> Go aims to help developers write code that is secure by default. When we observe a common mistake with security consequences, we look for ways to reduce the risk of that mistake or eliminate it entirely. In this case, math/rand’s global generator was far too predictable, leading to serious problems in a variety of contexts.
> For example, when Go 1.20 deprecated math/rand’s Read, we heard from developers who discovered (thanks to tooling pointing out use of deprecated functionality) they had been using it in places where crypto/rand’s Read was definitely needed, like generating key material.
I made exactly this mistake in rclone. I refactored some code which was using the Read function from crypt/rand and during the process the import got automatically changed (probably by goimports when mixing code which did use math/rand) to math/rand. So it changed from using a secure random number generator to a deterministic one rclone seeded with the time of day. I didn't notice in the diffs :-( Hence
Ouch, apologies for that. We changed goimports to prefer crypto/rand back in 2016, so I'm not entirely sure what happened during your refactoring. Perhaps code that used other math/rand-only APIs ended up in the same file. https://go-review.googlesource.com/24847
Ever since 2016 I actually do a named import for "math/rand" now by calling it "mathrand" or "weakrand" just to be sure I don't accidentally use it for anything secure.

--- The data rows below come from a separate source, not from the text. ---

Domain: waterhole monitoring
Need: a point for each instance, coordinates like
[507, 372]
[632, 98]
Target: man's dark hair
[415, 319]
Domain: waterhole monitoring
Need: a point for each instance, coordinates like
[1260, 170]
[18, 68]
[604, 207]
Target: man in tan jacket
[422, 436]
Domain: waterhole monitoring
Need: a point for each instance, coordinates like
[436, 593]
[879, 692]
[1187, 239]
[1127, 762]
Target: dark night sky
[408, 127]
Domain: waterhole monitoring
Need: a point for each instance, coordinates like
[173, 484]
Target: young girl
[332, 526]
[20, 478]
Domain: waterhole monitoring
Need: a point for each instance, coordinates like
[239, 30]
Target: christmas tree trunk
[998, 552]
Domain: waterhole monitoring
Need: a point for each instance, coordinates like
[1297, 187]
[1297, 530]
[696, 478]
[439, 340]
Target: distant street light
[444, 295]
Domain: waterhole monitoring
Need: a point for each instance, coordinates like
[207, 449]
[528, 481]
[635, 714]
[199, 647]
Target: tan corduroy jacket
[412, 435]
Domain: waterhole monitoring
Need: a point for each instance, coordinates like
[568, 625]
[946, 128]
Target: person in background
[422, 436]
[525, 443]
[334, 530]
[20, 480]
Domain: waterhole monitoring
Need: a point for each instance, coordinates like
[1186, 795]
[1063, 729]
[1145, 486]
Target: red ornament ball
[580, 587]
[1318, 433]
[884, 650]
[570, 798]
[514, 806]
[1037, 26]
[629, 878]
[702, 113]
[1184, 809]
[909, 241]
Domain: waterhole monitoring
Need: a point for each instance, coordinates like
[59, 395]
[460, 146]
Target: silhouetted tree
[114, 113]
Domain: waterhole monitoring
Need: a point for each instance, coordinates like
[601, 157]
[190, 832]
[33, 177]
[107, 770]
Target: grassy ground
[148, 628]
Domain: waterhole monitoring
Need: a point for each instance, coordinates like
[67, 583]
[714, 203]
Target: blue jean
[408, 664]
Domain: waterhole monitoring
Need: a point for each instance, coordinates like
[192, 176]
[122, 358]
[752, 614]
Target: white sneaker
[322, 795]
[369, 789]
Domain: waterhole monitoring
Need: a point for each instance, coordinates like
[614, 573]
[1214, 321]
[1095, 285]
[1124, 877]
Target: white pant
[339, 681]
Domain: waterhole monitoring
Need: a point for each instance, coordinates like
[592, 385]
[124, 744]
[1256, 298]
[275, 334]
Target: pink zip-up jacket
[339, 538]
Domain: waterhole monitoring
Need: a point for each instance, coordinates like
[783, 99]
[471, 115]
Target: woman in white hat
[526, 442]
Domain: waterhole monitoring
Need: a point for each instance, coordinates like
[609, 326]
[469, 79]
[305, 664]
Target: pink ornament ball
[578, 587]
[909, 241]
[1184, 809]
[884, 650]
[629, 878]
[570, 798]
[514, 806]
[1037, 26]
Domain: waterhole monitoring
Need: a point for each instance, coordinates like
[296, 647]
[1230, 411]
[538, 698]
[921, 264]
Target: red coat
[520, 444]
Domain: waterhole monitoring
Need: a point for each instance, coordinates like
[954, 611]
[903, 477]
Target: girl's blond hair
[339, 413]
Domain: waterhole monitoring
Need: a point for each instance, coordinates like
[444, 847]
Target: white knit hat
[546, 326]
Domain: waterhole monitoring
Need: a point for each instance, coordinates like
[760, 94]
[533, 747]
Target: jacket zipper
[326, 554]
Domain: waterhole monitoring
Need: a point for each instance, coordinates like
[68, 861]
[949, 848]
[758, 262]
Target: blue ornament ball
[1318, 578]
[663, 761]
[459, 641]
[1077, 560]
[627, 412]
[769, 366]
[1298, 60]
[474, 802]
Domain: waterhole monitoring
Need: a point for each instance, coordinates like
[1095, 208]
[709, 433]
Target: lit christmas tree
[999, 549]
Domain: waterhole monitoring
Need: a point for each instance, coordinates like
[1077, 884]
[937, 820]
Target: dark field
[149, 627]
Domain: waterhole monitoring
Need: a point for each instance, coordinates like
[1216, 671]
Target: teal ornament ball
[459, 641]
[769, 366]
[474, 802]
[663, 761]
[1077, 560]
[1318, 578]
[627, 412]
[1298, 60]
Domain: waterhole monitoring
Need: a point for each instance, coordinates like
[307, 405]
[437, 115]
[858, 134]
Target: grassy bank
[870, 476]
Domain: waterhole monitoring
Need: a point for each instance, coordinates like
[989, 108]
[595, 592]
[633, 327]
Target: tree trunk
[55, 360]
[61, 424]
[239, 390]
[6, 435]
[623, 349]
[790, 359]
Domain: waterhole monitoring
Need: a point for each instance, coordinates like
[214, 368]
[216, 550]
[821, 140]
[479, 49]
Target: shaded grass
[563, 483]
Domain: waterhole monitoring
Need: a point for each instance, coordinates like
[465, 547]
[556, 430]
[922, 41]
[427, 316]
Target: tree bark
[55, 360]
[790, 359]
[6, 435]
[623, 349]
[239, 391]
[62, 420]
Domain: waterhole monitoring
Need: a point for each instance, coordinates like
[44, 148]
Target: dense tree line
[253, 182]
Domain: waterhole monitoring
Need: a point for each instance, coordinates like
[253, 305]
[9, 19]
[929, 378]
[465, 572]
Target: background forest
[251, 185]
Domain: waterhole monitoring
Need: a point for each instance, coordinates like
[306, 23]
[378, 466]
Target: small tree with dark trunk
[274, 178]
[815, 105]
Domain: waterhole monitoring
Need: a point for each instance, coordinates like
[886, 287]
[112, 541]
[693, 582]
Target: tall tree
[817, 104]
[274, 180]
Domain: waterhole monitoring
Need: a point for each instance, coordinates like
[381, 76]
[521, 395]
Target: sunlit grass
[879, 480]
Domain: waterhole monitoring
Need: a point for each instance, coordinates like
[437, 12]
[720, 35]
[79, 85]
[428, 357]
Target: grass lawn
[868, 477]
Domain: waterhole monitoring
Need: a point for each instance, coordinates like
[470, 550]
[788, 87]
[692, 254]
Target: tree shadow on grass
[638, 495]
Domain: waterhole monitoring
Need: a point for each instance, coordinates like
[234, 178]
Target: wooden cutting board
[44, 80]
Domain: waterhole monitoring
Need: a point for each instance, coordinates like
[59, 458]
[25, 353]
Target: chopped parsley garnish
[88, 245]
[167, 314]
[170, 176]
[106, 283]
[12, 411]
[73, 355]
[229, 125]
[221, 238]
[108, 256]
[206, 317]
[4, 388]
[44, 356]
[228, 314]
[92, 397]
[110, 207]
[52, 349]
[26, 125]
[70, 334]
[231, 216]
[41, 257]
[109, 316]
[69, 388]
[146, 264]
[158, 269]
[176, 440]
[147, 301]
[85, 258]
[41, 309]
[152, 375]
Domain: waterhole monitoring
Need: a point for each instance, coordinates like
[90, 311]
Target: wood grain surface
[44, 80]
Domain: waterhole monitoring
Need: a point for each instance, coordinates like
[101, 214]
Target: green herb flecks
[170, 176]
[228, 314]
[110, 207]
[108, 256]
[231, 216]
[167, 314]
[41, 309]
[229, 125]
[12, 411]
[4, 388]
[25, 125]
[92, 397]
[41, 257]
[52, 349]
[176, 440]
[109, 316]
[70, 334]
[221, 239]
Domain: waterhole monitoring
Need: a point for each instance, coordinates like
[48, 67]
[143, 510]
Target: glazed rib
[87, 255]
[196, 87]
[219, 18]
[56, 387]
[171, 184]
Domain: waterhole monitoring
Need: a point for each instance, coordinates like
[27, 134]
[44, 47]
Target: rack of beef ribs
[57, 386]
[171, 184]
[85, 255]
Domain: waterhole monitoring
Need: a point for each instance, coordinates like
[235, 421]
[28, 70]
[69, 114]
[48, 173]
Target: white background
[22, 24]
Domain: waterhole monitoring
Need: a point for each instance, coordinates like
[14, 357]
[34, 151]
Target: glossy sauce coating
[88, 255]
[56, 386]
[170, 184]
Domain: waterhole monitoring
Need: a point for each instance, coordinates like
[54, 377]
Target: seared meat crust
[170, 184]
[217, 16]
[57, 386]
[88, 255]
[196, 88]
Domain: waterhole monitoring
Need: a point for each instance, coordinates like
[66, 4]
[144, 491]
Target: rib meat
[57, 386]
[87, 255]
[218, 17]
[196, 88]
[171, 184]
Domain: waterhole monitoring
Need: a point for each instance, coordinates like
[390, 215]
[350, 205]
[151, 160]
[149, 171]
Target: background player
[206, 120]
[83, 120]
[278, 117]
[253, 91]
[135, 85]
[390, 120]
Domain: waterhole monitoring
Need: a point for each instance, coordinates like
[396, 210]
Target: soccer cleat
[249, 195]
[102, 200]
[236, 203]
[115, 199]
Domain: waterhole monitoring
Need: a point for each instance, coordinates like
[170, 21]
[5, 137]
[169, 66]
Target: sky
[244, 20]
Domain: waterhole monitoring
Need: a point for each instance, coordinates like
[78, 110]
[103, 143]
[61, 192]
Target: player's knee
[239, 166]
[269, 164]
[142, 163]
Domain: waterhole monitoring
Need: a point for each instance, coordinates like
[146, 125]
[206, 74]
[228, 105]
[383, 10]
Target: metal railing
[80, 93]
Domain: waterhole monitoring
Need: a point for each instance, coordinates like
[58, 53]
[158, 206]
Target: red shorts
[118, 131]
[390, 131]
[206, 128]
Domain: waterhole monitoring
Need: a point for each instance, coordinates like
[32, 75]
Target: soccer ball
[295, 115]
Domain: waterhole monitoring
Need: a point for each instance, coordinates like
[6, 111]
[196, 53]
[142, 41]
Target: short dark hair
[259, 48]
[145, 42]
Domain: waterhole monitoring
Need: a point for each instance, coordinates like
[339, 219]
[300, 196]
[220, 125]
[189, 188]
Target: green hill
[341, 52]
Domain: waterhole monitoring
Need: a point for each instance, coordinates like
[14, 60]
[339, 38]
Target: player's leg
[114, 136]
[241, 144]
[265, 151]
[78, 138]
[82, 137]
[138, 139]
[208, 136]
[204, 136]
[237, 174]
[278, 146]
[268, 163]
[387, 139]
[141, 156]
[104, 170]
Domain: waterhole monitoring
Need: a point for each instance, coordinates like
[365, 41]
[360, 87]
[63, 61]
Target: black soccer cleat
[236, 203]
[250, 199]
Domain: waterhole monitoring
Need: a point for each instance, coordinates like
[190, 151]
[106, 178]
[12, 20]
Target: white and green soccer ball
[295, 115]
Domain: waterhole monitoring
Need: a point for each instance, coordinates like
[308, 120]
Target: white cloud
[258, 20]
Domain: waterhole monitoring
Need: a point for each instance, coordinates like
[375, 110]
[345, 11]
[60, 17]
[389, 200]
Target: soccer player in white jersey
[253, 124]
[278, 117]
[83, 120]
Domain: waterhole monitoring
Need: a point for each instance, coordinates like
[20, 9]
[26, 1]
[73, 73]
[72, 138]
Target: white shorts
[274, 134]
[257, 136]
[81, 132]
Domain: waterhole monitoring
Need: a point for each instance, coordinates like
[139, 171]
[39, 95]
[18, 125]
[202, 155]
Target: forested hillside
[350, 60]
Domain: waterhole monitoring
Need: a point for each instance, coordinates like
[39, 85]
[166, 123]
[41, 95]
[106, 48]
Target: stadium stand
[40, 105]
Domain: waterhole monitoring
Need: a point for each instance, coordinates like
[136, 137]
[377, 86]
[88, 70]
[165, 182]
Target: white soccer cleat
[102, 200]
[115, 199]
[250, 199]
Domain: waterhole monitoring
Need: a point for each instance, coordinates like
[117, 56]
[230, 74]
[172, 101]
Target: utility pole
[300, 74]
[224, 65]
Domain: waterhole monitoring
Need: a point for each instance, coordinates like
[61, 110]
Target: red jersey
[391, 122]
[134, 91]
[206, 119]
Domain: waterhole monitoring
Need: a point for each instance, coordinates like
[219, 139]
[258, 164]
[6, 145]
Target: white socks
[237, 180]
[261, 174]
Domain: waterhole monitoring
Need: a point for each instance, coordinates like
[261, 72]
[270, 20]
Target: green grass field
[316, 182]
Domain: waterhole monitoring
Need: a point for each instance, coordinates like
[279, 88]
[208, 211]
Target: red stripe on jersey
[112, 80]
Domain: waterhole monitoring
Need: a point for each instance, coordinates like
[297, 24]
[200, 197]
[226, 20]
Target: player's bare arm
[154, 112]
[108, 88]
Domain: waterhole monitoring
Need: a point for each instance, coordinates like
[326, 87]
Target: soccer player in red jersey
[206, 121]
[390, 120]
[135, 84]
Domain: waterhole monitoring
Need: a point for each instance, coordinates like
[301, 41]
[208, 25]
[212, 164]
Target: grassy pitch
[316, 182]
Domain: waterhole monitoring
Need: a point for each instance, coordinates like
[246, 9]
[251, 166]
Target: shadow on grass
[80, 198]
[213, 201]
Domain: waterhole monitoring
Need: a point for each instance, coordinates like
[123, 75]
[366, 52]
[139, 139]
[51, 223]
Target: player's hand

Go keeps getting better. Thanks for your hard work!
Yes I'm pretty sure that is what happened. I was consolidating random functions into one file which was already using math/rand so when I moved the function which was using crypto/rand there it picked up the math/rand import.
So not goimports problem, my problem for expecting goimports to magically do the right thing like it usually does!
I've also had some report a vulnerability because they thought math/rand was being used when it wasn't. They just mixed something up with a few different files – not a big deal – but it just goes to show how confusing the entire thing is.
text/template and html/template are similar. In hindsight this package name shadowing was a bad idea.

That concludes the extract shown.